To find the maximum speed at which the car could be moving and not hit the barrier, we can use the equation of motion:
d = v_initial * t + (1/2) * a * t^2
Substituting the given values:
40.0 m = v_initial * (0.75 s) + (1/2) * (-10.0 m/s^2) * (0.75 s)^2
Rearranging the equation:
(1/2) * (-10.0 m/s^2) * (0.75 s)^2 + v_initial * (0.75 s) - 40.0 m = 0
Solving this quadratic equation using the quadratic formula:
v_initial = (-0.75 s ± √((-0.75 s)^2 - 4 * (1/2) * (-10.0 m/s^2) * (-40.0 m))) / (2 * (1/2) * (-10.0 m/s^2))
v_initial = (-0.75 s ± √(0.5625 s^2 + 800 m^2/s^2)) / (-10.0 m/s^2)
v_initial = (-0.75 s ± √(800.5625 m^2/s^2)) / (-10.0 m/s^2)
Since speed cannot be negative, we consider the positive solution:
v_initial = (-0.75 s + √(800.5625 m^2/s^2)) / (-10.0 m/s^2)
v_initial = (-0.75 s + 28.3 m/s) / (-10.0 m/s^2)
v_initial = (27.55 m/s) / (10.0 m/s^2)
v_initial ≈ 2.76 m/s
Therefore, the maximum speed at which the car could be moving and not hit the barrier is approximately 2.76 m/s or 9.94 km/h.
a. To determine if the car hits the barrier, we need to calculate the distance the car will travel during the 0.75 s it takes to apply the brakes.
We can use the equation:
d = vi*t + (1/2)*a*t^2
where d is the distance traveled, vi is the initial velocity, t is the time, and a is the acceleration.

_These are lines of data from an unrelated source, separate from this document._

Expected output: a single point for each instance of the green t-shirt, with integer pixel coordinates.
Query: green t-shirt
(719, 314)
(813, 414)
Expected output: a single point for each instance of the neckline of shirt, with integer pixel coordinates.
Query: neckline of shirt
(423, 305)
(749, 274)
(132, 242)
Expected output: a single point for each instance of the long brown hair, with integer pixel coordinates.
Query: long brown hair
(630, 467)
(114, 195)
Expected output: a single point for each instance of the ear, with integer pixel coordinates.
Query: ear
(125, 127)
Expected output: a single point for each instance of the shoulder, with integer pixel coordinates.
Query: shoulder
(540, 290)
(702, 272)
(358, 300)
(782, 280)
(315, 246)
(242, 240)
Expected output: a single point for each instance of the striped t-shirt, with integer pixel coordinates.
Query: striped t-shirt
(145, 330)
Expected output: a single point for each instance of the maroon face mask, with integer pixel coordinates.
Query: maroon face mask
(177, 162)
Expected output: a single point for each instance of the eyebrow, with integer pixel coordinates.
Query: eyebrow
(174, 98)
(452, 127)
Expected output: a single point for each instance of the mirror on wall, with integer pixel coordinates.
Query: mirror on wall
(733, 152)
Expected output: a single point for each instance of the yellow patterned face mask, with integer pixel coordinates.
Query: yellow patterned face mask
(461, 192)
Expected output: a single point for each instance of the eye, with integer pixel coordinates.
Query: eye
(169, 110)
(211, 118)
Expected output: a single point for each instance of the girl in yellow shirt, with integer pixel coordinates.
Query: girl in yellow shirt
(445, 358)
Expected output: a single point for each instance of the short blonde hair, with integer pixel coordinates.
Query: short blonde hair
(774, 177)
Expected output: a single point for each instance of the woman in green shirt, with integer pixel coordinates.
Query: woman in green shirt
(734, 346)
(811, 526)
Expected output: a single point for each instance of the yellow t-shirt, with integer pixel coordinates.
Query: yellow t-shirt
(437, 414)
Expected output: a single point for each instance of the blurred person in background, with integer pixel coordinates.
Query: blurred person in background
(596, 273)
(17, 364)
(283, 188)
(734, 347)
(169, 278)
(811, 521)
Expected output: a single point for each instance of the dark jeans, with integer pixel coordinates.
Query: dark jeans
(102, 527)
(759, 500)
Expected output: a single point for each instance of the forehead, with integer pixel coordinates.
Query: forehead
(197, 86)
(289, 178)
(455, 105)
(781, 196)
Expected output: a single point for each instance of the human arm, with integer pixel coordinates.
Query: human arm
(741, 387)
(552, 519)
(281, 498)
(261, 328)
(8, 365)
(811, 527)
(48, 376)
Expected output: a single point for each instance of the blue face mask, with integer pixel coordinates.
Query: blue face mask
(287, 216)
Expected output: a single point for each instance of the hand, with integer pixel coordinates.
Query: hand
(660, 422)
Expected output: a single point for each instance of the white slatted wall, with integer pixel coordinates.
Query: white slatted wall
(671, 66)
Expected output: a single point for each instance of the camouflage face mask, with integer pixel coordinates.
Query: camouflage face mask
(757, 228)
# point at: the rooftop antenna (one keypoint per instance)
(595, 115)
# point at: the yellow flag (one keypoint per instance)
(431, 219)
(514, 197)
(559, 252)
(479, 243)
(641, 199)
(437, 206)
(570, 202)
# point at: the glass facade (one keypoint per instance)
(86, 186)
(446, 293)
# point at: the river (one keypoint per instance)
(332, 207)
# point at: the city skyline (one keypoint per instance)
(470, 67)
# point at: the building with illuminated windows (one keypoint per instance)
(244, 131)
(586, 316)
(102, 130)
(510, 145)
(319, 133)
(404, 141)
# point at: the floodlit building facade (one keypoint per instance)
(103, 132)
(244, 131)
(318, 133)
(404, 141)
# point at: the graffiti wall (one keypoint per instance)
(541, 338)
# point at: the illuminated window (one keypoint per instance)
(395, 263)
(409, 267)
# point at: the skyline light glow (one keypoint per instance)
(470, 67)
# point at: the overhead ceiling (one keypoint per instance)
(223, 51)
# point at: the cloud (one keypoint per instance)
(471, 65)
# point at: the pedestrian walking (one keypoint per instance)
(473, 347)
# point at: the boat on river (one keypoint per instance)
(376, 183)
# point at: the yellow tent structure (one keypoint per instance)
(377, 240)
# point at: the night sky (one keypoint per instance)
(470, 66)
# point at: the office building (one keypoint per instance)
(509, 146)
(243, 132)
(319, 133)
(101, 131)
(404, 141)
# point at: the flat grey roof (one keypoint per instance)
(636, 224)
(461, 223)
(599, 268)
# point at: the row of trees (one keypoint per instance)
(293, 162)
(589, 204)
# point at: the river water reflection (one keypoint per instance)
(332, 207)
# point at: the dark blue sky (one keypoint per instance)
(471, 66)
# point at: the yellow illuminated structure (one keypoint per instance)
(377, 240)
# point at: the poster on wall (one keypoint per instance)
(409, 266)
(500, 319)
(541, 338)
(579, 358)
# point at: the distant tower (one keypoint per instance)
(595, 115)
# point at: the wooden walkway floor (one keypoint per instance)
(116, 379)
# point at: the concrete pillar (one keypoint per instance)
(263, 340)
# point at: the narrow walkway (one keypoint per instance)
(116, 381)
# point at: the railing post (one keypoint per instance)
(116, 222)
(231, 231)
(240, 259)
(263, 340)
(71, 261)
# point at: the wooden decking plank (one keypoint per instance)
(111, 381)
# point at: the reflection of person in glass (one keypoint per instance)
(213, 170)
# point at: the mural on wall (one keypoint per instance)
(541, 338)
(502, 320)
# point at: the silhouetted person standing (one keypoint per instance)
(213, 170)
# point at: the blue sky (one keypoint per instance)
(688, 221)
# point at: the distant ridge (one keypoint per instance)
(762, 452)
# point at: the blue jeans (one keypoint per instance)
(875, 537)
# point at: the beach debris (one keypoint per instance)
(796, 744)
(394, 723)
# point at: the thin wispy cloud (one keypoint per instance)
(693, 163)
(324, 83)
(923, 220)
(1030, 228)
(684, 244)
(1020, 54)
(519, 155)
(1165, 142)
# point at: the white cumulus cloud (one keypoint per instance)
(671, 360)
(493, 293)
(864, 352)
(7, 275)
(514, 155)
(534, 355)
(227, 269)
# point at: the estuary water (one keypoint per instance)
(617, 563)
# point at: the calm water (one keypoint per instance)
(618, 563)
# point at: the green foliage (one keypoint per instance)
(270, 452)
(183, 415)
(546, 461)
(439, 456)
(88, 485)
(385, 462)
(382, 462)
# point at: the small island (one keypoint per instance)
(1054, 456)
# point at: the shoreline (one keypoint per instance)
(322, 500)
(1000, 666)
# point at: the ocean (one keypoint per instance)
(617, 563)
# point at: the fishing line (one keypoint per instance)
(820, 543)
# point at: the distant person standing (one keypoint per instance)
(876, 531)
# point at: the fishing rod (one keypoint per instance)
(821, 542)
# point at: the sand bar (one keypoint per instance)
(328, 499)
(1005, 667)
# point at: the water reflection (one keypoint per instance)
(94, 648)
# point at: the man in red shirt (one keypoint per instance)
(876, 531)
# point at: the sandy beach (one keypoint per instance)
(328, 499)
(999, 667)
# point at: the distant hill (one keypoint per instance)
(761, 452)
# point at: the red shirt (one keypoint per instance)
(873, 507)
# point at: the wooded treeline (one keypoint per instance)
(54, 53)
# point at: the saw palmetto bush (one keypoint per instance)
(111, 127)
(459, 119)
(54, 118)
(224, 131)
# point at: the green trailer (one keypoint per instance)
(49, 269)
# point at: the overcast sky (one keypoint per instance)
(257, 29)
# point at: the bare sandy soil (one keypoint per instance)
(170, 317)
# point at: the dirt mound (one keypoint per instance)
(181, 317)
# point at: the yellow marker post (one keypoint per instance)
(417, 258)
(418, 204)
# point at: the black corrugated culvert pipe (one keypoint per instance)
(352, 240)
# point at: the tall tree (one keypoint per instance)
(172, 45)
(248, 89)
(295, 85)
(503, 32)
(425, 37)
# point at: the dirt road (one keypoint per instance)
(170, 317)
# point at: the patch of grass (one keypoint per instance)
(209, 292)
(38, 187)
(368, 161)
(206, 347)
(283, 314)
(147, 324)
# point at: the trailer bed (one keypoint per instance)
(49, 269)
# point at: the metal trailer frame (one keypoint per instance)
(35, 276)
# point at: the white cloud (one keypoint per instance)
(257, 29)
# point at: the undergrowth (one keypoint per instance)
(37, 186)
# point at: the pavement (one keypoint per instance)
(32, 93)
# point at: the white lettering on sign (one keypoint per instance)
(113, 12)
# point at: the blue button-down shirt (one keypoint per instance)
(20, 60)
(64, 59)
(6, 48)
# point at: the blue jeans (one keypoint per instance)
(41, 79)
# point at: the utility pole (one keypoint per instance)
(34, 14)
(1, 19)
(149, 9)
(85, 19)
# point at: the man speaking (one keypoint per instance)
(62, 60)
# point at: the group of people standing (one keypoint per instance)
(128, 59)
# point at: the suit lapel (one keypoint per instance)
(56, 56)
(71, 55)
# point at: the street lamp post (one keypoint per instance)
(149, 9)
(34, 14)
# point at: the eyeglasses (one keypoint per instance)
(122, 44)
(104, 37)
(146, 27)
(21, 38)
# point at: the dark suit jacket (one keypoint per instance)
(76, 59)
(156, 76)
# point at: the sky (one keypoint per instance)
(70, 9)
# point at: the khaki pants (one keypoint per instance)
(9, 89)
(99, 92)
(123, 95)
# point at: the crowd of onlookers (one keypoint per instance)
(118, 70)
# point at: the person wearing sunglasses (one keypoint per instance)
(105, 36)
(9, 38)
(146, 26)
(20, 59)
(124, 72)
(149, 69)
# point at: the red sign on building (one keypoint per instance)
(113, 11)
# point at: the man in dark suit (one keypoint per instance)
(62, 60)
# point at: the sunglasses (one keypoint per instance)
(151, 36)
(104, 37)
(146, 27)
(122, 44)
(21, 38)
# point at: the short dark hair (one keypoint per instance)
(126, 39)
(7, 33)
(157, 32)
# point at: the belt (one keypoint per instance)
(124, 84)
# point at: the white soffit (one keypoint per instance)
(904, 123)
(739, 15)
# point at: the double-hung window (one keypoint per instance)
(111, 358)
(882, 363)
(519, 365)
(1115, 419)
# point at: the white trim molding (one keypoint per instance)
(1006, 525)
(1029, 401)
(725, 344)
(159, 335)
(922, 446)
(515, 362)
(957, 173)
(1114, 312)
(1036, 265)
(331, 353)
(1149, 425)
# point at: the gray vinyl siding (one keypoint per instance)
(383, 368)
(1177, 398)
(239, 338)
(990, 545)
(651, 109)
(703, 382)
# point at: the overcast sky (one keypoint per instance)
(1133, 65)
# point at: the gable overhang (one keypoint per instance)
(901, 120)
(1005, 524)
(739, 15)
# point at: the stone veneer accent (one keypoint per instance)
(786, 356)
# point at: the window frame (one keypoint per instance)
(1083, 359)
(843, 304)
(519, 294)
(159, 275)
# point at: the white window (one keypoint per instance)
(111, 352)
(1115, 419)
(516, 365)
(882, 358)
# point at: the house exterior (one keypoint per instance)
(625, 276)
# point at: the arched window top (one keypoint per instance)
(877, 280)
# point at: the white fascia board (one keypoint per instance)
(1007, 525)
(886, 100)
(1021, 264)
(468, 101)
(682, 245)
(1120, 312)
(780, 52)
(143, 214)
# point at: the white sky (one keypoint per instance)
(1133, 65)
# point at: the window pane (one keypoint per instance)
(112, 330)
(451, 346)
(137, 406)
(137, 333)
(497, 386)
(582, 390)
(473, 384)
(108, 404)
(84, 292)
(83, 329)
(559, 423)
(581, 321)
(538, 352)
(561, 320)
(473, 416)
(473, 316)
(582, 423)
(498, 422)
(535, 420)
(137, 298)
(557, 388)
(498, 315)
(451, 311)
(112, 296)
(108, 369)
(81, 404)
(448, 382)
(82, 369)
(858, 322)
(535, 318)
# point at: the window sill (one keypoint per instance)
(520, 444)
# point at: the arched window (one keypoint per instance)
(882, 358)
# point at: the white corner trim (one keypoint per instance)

In this case, vi is +90.0 km/h (since the car is moving forward), t is 0.75 s, and a is -10.0 m/s^2 (since the acceleration is in the opposite direction of motion).
First, we need to convert the initial velocity from km/h to m/s:
+90.0 km/h = (90.0 km/h) * (1000 m/km) * (1/3600 h/s) = 25.0 m/s
Now, we can plug the values into the equation:
d = (25.0 m/s)(0.75 s) + (1/2)(-10.0 m/s^2)(0.75 s)^2
= (18.75 m) - (2.8125 m)
= 15.9375 m
Therefore, the car will travel a distance of 15.9375 m during the 0.75 s it takes to apply the brakes. Since this distance is less than the distance to the barrier (40.0 m), the car does not hit the barrier.
b. To find the maximum speed at which the car could be moving and not hit the barrier, we need to determine the distance the car can stop within.
Using the equation:
vf^2 = vi^2 + 2*a*d
where vf is the final velocity (0 m/s), vi is the initial velocity, a is the acceleration, and d is the distance.
Rearranging the equation to solve for vi, we have:
vi = sqrt(vf^2 - 2*a*d)
Plugging in the values:
vf = 0 m/s, a = -10.0 m/s^2, and d = 40.0 m
vi = sqrt((0 m/s)^2 - 2*(-10.0 m/s^2)(40.0 m))
= sqrt(0 - (-800.0) m^2/s^2)
= sqrt(800.0) m/s
≈ 28.3 m/s
Therefore, the maximum speed at which the car could be moving and not hit the barrier is approximately 28.3 m/s.